Summer is marked by warm weather, long days spent outside, and sunkissed skin — dotted with mosquito bites. Mosquitos are literally summer's biggest buzzkill and professional lawn spraying services can be pretty pricey, leaving many to stock up on insect repellent and calamine lotion instead. However, if you don't want to succumb to those pesky bloodsuckers, consider trying these other affordable ways to get mosquitos out of your yard.

Related: Getting the Bugs Out: 22 Cheap, Natural Ways to Rid Your Home of Pests


1. Plant Natural Deterrents

There are several plants good for deterring mosquitos, and you can find them at just about any greenhouse. Citronella is a great starting point since its strong scent masks the odors that attract mosquitos. You can rub your hands on the leaves to pull the scent and continue rubbing it on the rest of your exposed skin as a natural repellant. 

Other plants to use include lavender (skeeters can't stand the scent), lemongrass, marigolds (which contain pyrethrum, a natural insecticide), rosemary, basil, and catnip. You can even mix a variety of these plants in one pot for the ultimate skeeter scare-off planter. 

Related: 7 Organic Pesticides You Can Make at Home To Protect Your Plants From Pests

Bucket of water

2. Remove Any Standing Water

Just as flies flock to ... you know ... mosquitos are attracted to standing water. If your yard has standing water that can be removed, make sure you stay on top of getting rid of it. Obviously you can't drain your backyard pond, but if you have a bucket full of water, dump it out. If the water in your bird bath is becoming stagnant, replace it. And make sure you keep your gutters clean so water doesn't coagulate in them. 

mosquito dunks

2. Use Mosquito Dunks

If you're picturing a mosquito strapped to a dunk tank at a carnival while you hurl balls at a target and try to drown it, you're almost on the right track, although actual mosquito dunks provide a less entertaining sight. These small, donut-shaped discs are made from a naturally occurring soil bacterium called Bacillus thuringiensis israelensis (Bti). When placed in standing water where mosquitoes breed, such as ponds, bird baths, or rain barrels, the dunks release a bacterium that is toxic to mosquito larvae, effectively preventing them from maturing into biting adults. So, if you must ignore our advice to remove standing water, try this tip instead.

Fan on Porch
Oliver Rossi/Getty

4. Use Fans

Are skeeters killing the vibe while you relax on your deck? Try turning on a fan to keep the air flowing. Since mosquitos are weak fliers, the wind from the fan will keep them away from you, plus you'll stay nice and cool in the process.

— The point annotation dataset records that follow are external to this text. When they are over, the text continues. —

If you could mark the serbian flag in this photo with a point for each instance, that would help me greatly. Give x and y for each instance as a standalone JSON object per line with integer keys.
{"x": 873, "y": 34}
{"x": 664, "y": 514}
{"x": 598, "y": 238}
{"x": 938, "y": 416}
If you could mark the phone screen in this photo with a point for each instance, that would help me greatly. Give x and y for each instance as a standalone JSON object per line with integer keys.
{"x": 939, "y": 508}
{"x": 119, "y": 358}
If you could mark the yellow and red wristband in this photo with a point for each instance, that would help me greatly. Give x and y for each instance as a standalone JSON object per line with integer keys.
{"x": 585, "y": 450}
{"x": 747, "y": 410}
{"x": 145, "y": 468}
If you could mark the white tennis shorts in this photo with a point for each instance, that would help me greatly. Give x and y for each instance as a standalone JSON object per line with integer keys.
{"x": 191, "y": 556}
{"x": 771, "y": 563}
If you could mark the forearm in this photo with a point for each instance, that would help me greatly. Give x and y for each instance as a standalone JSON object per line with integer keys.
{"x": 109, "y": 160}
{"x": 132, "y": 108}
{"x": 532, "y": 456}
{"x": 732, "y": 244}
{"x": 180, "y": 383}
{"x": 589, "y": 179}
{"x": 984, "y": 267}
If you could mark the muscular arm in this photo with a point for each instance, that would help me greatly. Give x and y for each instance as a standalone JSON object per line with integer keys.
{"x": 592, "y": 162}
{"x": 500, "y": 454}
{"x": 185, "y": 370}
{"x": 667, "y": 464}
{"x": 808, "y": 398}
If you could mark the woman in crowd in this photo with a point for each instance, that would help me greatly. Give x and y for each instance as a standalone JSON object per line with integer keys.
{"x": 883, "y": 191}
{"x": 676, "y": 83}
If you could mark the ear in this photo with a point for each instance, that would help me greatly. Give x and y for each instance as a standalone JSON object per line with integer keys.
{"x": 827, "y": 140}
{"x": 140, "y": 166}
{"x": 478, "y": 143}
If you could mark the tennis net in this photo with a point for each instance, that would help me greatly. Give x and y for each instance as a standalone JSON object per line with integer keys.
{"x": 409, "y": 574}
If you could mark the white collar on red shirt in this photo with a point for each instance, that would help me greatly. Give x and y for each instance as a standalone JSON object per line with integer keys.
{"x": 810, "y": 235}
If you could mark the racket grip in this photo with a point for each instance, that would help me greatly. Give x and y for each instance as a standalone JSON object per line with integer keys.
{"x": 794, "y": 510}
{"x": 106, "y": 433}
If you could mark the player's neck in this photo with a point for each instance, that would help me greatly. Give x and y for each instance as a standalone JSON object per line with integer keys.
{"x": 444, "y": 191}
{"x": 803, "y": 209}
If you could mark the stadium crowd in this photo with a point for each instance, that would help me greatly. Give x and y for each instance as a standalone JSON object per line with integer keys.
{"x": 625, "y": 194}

Man using a lawn mower in his back yard

5. Keep Your Lawn Mowed

Mosquitos are attracted to tall grass and weeds, since they provide them with shaded and moist areas to rest and lay eggs. By regularly mowing your lawn and keeping the grass short, you remove those ideal breeding grounds. Plus, mowing helps expose the soil to sunlight, which can dry out any standing water that may accumulate, further reducing mosquito breeding sites. 

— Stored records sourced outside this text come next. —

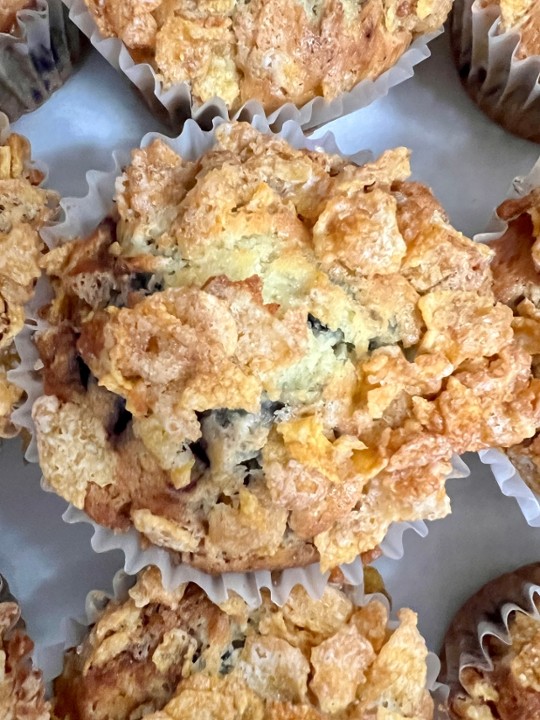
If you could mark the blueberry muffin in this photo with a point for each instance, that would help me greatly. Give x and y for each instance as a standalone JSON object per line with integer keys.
{"x": 173, "y": 655}
{"x": 273, "y": 51}
{"x": 269, "y": 355}
{"x": 516, "y": 272}
{"x": 494, "y": 676}
{"x": 26, "y": 207}
{"x": 38, "y": 48}
{"x": 22, "y": 693}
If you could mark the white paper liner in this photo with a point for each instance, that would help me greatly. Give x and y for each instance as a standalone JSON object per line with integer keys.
{"x": 487, "y": 613}
{"x": 506, "y": 87}
{"x": 174, "y": 104}
{"x": 36, "y": 59}
{"x": 50, "y": 659}
{"x": 23, "y": 343}
{"x": 505, "y": 473}
{"x": 81, "y": 217}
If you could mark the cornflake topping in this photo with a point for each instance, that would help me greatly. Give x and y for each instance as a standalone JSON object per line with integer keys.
{"x": 24, "y": 209}
{"x": 271, "y": 355}
{"x": 275, "y": 51}
{"x": 176, "y": 655}
{"x": 22, "y": 694}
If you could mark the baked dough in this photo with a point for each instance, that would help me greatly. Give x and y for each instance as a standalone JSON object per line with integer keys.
{"x": 275, "y": 51}
{"x": 523, "y": 16}
{"x": 25, "y": 208}
{"x": 271, "y": 355}
{"x": 176, "y": 655}
{"x": 516, "y": 271}
{"x": 22, "y": 693}
{"x": 499, "y": 679}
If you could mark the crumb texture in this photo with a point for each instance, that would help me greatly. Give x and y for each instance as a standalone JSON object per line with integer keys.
{"x": 175, "y": 655}
{"x": 24, "y": 209}
{"x": 271, "y": 355}
{"x": 275, "y": 51}
{"x": 22, "y": 693}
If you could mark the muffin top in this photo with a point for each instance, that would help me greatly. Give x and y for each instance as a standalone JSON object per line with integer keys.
{"x": 522, "y": 15}
{"x": 8, "y": 13}
{"x": 172, "y": 655}
{"x": 511, "y": 691}
{"x": 22, "y": 693}
{"x": 271, "y": 354}
{"x": 496, "y": 677}
{"x": 25, "y": 209}
{"x": 516, "y": 273}
{"x": 276, "y": 51}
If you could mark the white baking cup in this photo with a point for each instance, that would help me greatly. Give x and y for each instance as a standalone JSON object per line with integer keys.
{"x": 37, "y": 58}
{"x": 24, "y": 342}
{"x": 484, "y": 614}
{"x": 175, "y": 103}
{"x": 505, "y": 473}
{"x": 505, "y": 87}
{"x": 81, "y": 217}
{"x": 50, "y": 659}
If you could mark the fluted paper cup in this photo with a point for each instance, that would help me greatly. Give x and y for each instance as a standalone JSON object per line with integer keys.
{"x": 174, "y": 105}
{"x": 505, "y": 86}
{"x": 81, "y": 216}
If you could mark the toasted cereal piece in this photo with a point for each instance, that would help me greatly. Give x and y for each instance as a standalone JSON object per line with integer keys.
{"x": 25, "y": 208}
{"x": 274, "y": 51}
{"x": 22, "y": 693}
{"x": 171, "y": 655}
{"x": 499, "y": 678}
{"x": 271, "y": 355}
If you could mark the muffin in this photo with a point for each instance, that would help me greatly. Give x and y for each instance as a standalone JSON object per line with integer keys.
{"x": 269, "y": 355}
{"x": 38, "y": 46}
{"x": 22, "y": 693}
{"x": 497, "y": 51}
{"x": 26, "y": 207}
{"x": 166, "y": 655}
{"x": 490, "y": 656}
{"x": 272, "y": 51}
{"x": 516, "y": 275}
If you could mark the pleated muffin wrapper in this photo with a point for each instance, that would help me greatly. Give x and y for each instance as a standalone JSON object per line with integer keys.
{"x": 38, "y": 298}
{"x": 487, "y": 613}
{"x": 506, "y": 474}
{"x": 74, "y": 630}
{"x": 506, "y": 87}
{"x": 37, "y": 58}
{"x": 81, "y": 217}
{"x": 174, "y": 105}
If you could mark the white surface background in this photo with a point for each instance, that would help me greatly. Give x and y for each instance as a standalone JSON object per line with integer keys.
{"x": 467, "y": 160}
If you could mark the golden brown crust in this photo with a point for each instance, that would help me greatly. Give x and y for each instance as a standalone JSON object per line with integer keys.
{"x": 516, "y": 273}
{"x": 508, "y": 687}
{"x": 276, "y": 51}
{"x": 8, "y": 13}
{"x": 523, "y": 16}
{"x": 173, "y": 655}
{"x": 307, "y": 345}
{"x": 22, "y": 693}
{"x": 25, "y": 209}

Releted: Which States Care the Most About Its Lawn Care? The Answer Might Surprise You

Citronella candle in terracotta pot for outside use

6. Light Citronella Candles or Torches

Citronella candles and torches allow you to repel mosquitos and add ambiance to your yard all at the same time. You can find these bad boys at just about any store during the summer months, and they're great to have on hand.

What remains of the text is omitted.